The newest member of the five-member Georgia Board of Pardons and Paroles, Mike Light, brings unique credentials to the governor’s effort to end the conflicts between Paroles and the Department of Corrections. No one person has ever worked for both agencies at such high levels for a period of 20 years. Light began as an investigator with the parole board in 1980, then worked as a parole officer, eventually becoming the chief parole officer and also chief spokesman for the board. In 1995, he became public information director for the Department of Corrections, where in May 1999 he was named executive assistant to Commissioner Jim Wetherington. “Like it or not,” says Light, “Corrections and Paroles are joined at the hip. Over the years, the two entities drifted apart. Now, the people in place are determined to work together. We can help each other.”
“Saxby Chambliss is a little perplexed. The Republican congressman from Georgia is chairman of the House Subcommittee on Terrorism and Homeland Security and a key player in the congressional investigation into the roots of the Sept. 11 attacks. He knows a lot about the subject. Yet it was not until he read a recent issue of Time magazine that he learned in late 2000 the Clinton administration came up with a new, aggressive, wide-ranging plan to topple the al-Qaeda terrorist network. The heroes of the article were Richard Clarke, a top anti-terrorism aide who is said to have put together the plan, and Samuel Berger, President Clinton’s national security adviser. And that’s what has Chambliss perplexed. ‘I’ve had Dick Clarke testify before our committee several times, and we’ve invited Samuel Berger several times,’ Chambliss says, ‘and this is the first I’ve ever heard of that plan.'” – National Review
Financially troubled American Airlines and United Airlines both have asked the city of Chicago to postpone the $3.6 billion construction of two new terminals at O’Hare International Airport, leading to speculation that struggling Delta Air Lines may be taking a second look at supporting construction of a fifth runway at Atlanta’s Hartsfield International Airport. However, some observers say the billion-dollar-plus Atlanta project is too far along and couldn’t be scrapped or curtailed at this point.
“The open primary system should be a source of pride for Georgians. We have freedoms and choices that voters in some states can only imagine. Instead of fighting those independent voters who refuse to be limited by platforms or party lines, we should support them. After all, polls show more and more people feel disillusioned and disconnected with the traditional parties. If we want voters to continue going to the polls, we need to give them more choices, not fewer.” – Editorial in the Athens Banner-Herald.
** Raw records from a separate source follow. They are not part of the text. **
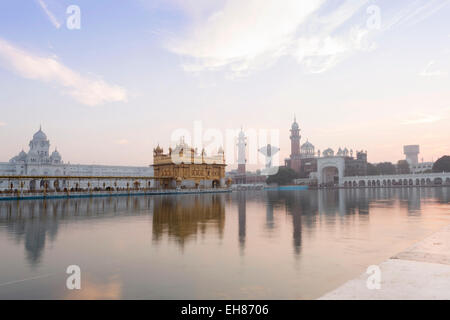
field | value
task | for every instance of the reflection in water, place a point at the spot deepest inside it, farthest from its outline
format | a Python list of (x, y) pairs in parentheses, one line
[(183, 217), (242, 218), (318, 239)]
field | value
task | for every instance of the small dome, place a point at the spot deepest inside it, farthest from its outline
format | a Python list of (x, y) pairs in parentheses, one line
[(55, 155), (328, 152), (307, 145), (40, 135)]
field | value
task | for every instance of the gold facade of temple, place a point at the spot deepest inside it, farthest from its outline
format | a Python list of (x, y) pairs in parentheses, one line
[(183, 165)]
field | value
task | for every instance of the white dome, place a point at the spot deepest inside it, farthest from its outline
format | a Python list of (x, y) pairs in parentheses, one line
[(307, 145), (40, 135)]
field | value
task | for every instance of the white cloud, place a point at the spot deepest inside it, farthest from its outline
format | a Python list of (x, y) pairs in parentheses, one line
[(423, 119), (246, 35), (49, 14), (414, 13), (428, 71), (242, 36), (86, 90), (121, 141)]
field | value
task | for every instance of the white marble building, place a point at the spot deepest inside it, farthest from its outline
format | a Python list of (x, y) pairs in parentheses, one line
[(39, 162)]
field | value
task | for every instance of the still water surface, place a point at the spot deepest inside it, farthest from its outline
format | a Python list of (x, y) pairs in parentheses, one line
[(241, 245)]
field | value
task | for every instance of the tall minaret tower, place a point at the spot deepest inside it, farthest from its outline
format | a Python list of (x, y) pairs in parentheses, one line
[(242, 143), (295, 139), (295, 159)]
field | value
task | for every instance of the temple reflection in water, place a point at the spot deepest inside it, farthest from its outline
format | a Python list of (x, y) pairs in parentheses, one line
[(183, 218)]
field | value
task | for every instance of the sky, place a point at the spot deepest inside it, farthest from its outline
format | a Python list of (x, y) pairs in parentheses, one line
[(366, 75)]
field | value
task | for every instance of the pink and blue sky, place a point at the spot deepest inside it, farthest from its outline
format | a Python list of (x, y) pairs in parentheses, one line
[(371, 75)]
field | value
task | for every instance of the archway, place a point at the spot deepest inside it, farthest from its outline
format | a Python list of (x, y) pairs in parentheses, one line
[(32, 185), (330, 176), (330, 171)]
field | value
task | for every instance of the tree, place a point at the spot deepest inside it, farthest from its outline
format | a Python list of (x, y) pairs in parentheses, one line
[(403, 167), (386, 168), (284, 176), (372, 170), (442, 164)]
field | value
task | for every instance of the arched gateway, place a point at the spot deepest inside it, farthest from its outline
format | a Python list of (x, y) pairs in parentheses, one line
[(330, 170)]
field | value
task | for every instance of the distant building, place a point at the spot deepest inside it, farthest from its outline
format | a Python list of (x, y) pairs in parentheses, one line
[(411, 154), (184, 167), (332, 168), (39, 162), (295, 159), (421, 167)]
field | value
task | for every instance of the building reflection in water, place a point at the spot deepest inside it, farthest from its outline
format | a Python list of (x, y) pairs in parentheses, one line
[(35, 223), (242, 217), (183, 217)]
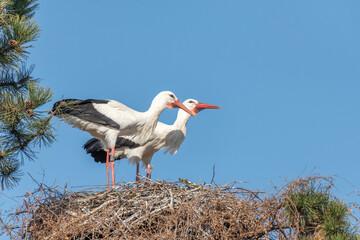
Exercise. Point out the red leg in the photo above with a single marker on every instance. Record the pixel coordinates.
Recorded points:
(152, 166)
(112, 163)
(107, 166)
(148, 171)
(137, 172)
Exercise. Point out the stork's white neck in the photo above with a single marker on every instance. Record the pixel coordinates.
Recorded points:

The governor’s daughter, Allison Barnes Salter, has just completed a two-year stint as law clerk for Federal District Judge Thomas W. Thrash Jr. and has signed on with the Cobb County Solicitor’s Office. “She’ll do well wherever she goes,” says Thrash. The younger Barnes attended the University of Georgia Law School, as did her father, and may have gotten the better grades in the family. She declines direct comment, except to note that she and her father had some of the same professors, including one who would write a letter of recommendation for any student getting an A in that class. The professor wrote such a letter for the more recent Barnes graduate. Not clear that he ever did for her Daddy.